The movie cost over $30 million to make, and took in less than $1 million in ticket sales. It was one of a number of pirate movies made between the mid-1970s and mid-1990s that were box office bombs, including Swashbuckler (1976), The Pirate Movie (1982), Nate and Hayes (1983), Yellowbeard (1983), and Cutthroat Island (1995).

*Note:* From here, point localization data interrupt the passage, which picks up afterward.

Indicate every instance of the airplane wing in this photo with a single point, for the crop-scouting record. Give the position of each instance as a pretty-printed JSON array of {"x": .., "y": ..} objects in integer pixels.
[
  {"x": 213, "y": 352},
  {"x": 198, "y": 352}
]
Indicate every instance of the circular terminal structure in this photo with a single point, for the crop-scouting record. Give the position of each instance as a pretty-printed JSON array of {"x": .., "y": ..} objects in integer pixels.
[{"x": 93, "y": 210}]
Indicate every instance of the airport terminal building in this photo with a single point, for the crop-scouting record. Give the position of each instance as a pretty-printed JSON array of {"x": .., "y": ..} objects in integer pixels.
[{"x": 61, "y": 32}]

Over a quarter of the picture's $30 million budget was spent on the construction of the pirate ship "Neptune." According to the DVD extras, the "Neptune" was "a full scale, functioning replica of a 17th Century Spanish Galleon, with intricate wood carving and working cannons. It still holds the record for the largest single prop ever constructed for motion pictures." The "Neptune" was constructed in Malta, and took about 12 months to build, utilizing the craft skills of over two-thousand Italian sculptors and Maltese shipbuilders. Although it is a replica of a Spanish Galleon above the waterline, it has a steel hull and a 400 HP engine underneath. In 2011, the "Neptune" made a brief return to show business, serving as the "Jolly Roger," Captain Hook's ship, in the TV mini-series, Neverland (2011).

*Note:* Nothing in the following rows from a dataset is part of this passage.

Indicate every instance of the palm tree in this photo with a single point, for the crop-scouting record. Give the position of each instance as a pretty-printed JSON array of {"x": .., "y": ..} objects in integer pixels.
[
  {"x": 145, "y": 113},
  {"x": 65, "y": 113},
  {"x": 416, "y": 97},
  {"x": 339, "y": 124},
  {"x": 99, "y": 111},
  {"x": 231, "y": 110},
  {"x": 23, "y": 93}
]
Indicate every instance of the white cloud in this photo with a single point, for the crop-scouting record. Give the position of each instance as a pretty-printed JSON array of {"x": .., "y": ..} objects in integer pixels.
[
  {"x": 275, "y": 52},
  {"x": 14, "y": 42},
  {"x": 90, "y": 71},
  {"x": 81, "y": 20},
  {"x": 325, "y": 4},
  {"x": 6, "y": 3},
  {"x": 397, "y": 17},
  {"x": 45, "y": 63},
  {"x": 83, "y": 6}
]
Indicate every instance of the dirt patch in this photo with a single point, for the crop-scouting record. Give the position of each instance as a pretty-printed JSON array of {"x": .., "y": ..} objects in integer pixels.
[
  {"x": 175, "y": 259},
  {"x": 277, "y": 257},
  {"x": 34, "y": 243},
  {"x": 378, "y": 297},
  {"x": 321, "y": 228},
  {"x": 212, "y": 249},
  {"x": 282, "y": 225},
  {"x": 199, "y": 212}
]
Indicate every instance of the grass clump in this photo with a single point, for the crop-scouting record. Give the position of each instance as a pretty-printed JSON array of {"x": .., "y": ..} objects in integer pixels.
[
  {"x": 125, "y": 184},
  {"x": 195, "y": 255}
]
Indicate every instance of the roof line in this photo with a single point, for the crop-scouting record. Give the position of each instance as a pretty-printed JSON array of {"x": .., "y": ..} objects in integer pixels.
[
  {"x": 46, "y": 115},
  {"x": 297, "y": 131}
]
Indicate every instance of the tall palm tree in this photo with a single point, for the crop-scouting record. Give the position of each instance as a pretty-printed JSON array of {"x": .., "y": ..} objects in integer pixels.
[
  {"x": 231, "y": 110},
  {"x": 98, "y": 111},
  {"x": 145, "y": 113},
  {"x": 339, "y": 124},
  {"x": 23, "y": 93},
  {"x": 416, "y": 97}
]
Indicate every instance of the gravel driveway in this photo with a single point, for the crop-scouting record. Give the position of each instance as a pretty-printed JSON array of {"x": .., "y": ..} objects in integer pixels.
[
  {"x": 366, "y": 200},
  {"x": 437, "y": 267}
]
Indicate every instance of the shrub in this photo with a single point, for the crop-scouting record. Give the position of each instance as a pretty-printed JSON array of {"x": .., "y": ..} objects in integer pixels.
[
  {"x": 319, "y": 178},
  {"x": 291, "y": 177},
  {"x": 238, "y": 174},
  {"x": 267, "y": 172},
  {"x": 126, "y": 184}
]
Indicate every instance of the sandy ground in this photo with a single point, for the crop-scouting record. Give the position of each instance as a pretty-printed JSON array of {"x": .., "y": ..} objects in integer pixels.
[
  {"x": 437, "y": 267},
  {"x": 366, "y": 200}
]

Roman Polanski first wrote the screenplay for this picture in 1974, but couldn't get financing for about a dozen years. While in development at Paramount Pictures, the original budget for the film had been $15 million. Over the 12 years it was stuck in "development hell," the budget ballooned in excess of $30 million, which was a very large movie budget in the 1980's. It was finally made as a French-Tunisian co-production, financed by wealthy Tunisian Tarak Ben Ammar. Beginning in 1984, the movie was filmed in Tunisia, Malta and the Seychelles (which are a set of remote islands off the coast of East Africa).
When the film was in development in the 1970s, Roman Polanski envisioned Jack Nicholson as Captain Thomas Bartholemew Red, Isabelle Adjani as Maria-Dolores, and himself as Jean-Baptiste/The Frog. However, Nicholson, who had previously worked with Polanski on Chinatown (1974), drove the director crazy with outrageous salary demands. At one point, when Polanski asked him, out of desperation, "What exactly do you want?", Nicholson replied, "I want more!" In the end, Walter Matthau replaced Nicholson when the film was finally made in the 1980's.